Has anyone received a letter from Ulster bank informing them that a direct debit (mine was 82pounds) that was paid out during the computer glitch in July was not debited to the current account at the time,  but are now debiting their account this month February 2013. This has happened to me, Ulster bank paid out a direct debit for a utility bill in July 2012, but failed to apply the debit to my account due to the computer problems they were experiencing. They contacted me in Dec/January and have applied the debit to my account today under the term July direct debit.  On phoning the Ulster bank the advisors follow a script that the problem arose with the computer glitch. However, I feel that it was their mistake all my other direct debits were applied when the computers were returned to normal and I was informed when the computers were fixed that my balance was accurate.  Can anyone help.  Surely there is something wrong here when we have to accept that are balances and statements were incorrect from June2012 to February 2013


----------



## 56HB (19 Mar 2013)

Just opened a current account with Ulster bank.. not now so sure it was a great idea..
Am having no luck contacting the bank they refuse to give me the branch telephone number and say they will get someone to call back still waiting .....the manager gave me his mobile and said call anytime  have done so never answers...

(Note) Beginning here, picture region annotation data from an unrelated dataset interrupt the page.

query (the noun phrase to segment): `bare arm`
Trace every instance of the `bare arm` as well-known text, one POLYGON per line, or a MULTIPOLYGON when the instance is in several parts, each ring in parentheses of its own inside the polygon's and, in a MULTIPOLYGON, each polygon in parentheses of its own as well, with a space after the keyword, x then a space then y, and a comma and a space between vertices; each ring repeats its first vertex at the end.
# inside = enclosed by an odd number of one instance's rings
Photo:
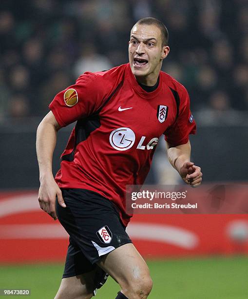
POLYGON ((55 220, 57 219, 55 210, 56 195, 59 204, 62 207, 66 207, 61 190, 54 180, 52 167, 57 132, 59 128, 53 112, 50 111, 38 127, 36 139, 40 182, 38 200, 40 208, 55 220))
POLYGON ((192 187, 195 187, 200 185, 202 173, 201 168, 191 162, 191 146, 190 141, 176 147, 171 147, 168 143, 166 145, 168 159, 183 180, 192 187))

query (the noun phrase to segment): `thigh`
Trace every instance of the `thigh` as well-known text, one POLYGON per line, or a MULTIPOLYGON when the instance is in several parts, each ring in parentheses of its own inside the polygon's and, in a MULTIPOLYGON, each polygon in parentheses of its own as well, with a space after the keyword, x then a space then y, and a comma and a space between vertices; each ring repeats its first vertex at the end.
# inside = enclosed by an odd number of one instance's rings
POLYGON ((82 189, 62 190, 62 194, 66 208, 62 208, 57 202, 58 218, 91 264, 120 246, 132 243, 110 200, 82 189))
POLYGON ((146 262, 132 243, 117 248, 97 264, 123 288, 150 278, 146 262))
POLYGON ((62 279, 55 299, 91 298, 94 294, 94 279, 96 269, 76 276, 62 279))

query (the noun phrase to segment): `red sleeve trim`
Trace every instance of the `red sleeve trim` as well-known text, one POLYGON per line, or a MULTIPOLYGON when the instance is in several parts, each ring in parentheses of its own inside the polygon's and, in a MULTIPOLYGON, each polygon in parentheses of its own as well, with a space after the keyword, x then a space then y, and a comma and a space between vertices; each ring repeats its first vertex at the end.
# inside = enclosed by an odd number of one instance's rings
POLYGON ((59 116, 59 114, 58 113, 56 109, 52 105, 52 103, 51 103, 49 106, 49 109, 53 112, 54 117, 55 117, 56 120, 58 122, 58 124, 60 127, 65 127, 66 125, 62 121, 60 117, 59 116))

Does any one out there have a contact number for the Ratheny branch??


----------



## robbie00 (19 Mar 2013)

Branch number is Tel: (01) 805 8800


----------



## Gerry Canning (19 Mar 2013)

mo3art said:


> Just to update the Current Account problems. I spoke to the Bank Manager of the branch in question last week & explained how annoyed we are.
> The bank agreed to give us a formal apology in writing & gave us a goodwill payment of €75 for all the hassle they caused. Still hasn't put us off looking at alternatives mind you but it's nice to be listened to for a change


 The Banks {not just Ulster} didn,t go bust by being efficient, helpful and customer focussed. They all tell a good story (yarn!!).. Methinks , move your account but then again , which Bank can we afford to trust !!
Sorry about my negativity about them all !!


----------